The plasticity deformation mechanism of Fe–12Mn–6Al-0.2C steel at elevated temperature

Abstract

The sample deformed at 700 °C abnormally exhibited low plasticity, which was attributed to the precipitation behavior of Al11Mn4.6 particles at the phase boundaries. In the early stage of deformation at 700 °C, the plastic deformation started firstly at the phase boundaries and strain-induced dynamic transformation (SIDT) was the main deformation mechanism, which caused the migration of the phase boundaries from ferrite to austenite. Element partitioning and dynamic interfacial migration facilitated the precipitation of Al11Mn4.6 at 700 °C, which further induced the accumulation and proliferation of strain and dislocations at the boundaries.
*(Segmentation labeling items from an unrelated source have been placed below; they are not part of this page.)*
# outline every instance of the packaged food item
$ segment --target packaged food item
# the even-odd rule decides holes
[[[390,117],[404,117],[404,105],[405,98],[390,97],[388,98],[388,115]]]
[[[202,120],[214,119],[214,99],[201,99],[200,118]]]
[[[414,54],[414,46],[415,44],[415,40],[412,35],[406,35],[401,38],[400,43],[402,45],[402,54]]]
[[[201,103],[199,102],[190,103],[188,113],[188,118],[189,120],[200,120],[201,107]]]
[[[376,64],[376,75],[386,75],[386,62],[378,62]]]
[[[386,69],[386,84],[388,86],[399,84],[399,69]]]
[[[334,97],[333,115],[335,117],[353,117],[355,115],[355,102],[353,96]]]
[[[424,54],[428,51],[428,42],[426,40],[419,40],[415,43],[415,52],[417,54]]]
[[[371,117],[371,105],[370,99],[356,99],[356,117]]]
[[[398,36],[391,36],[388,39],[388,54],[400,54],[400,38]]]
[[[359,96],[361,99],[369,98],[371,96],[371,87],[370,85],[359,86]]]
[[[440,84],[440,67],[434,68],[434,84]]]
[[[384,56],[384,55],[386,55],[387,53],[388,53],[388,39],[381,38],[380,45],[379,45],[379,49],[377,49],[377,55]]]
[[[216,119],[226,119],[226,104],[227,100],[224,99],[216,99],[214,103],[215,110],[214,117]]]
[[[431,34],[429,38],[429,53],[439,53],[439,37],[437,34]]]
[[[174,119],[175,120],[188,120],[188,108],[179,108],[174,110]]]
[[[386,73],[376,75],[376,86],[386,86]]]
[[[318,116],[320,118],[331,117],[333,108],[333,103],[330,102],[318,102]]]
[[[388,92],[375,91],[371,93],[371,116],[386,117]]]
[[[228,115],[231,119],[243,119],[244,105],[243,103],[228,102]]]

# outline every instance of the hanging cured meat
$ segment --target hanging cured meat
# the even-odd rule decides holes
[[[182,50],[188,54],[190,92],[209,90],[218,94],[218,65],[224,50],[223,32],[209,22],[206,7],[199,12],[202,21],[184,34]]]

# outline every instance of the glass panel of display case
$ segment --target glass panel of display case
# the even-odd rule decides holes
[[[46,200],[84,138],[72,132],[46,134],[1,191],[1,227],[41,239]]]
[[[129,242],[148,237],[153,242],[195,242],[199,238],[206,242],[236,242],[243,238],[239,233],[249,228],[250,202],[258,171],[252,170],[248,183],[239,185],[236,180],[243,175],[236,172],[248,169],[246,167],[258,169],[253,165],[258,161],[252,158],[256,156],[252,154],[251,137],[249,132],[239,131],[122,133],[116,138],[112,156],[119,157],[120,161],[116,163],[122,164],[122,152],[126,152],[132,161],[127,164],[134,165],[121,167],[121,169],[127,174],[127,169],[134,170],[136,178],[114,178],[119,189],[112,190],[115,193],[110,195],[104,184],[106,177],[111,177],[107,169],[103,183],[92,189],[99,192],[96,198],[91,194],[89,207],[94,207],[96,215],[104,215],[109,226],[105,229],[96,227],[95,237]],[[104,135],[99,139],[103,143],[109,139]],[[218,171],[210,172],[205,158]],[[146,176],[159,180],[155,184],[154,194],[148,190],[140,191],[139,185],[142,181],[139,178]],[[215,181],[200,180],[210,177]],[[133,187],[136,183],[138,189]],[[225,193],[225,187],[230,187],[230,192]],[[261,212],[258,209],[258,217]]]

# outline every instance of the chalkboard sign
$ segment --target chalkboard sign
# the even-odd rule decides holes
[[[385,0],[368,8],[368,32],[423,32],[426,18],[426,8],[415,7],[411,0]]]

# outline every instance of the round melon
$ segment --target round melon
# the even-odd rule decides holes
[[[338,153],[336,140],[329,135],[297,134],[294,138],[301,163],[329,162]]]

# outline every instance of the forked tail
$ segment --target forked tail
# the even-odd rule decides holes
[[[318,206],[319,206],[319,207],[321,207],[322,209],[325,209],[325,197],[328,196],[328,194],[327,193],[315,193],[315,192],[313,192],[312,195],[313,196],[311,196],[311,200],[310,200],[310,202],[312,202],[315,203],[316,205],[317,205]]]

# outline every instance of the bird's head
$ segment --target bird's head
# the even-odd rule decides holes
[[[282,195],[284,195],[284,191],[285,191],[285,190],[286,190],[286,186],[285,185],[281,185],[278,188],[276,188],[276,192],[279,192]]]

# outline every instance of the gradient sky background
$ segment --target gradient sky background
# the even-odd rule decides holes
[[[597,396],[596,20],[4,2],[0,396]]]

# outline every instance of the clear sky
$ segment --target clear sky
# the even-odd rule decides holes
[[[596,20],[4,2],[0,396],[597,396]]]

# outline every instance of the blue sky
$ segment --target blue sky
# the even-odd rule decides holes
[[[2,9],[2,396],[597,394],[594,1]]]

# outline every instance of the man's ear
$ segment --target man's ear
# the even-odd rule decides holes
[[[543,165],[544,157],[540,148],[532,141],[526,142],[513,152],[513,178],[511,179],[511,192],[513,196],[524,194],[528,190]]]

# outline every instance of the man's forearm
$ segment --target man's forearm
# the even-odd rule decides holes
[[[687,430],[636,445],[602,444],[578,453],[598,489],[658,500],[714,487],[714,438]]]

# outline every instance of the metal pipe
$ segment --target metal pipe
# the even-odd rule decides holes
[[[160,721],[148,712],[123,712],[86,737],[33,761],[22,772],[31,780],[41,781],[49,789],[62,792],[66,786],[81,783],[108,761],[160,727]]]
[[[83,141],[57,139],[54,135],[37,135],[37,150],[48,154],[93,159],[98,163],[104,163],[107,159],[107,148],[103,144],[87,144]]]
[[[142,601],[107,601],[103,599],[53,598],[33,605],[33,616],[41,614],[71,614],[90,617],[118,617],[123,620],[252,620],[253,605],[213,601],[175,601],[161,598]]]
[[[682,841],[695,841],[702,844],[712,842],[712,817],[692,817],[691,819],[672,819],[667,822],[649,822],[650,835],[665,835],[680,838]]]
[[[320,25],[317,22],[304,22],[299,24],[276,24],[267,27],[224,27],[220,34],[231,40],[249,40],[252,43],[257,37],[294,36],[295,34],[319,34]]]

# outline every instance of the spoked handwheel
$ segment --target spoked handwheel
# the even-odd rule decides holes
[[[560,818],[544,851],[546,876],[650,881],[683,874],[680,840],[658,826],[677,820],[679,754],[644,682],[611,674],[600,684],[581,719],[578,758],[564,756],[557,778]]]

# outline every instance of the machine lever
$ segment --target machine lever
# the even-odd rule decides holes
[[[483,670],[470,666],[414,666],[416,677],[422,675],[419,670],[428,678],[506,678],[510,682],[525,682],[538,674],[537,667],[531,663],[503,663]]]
The increase of Al11Mn4.6 particles hindered the dynamic migration of the phase interface and suppressed the SIDT. Meanwhile, ferrite underwent main plastic deformation after necking due to working hardening in austenite, which further weakened the contribution of austenite and its SIDT effect to plasticity. During necking, the softening of ferrite at phase boundaries by continuous dynamic recrystallization (CDRX) and the hardening of austenite by deformation amplified the difference in deformation capacity and further enhanced the stress concentration at the phase boundaries, which promoted the nucleation of cracks near precipitates and their rapid propagation along phase boundaries.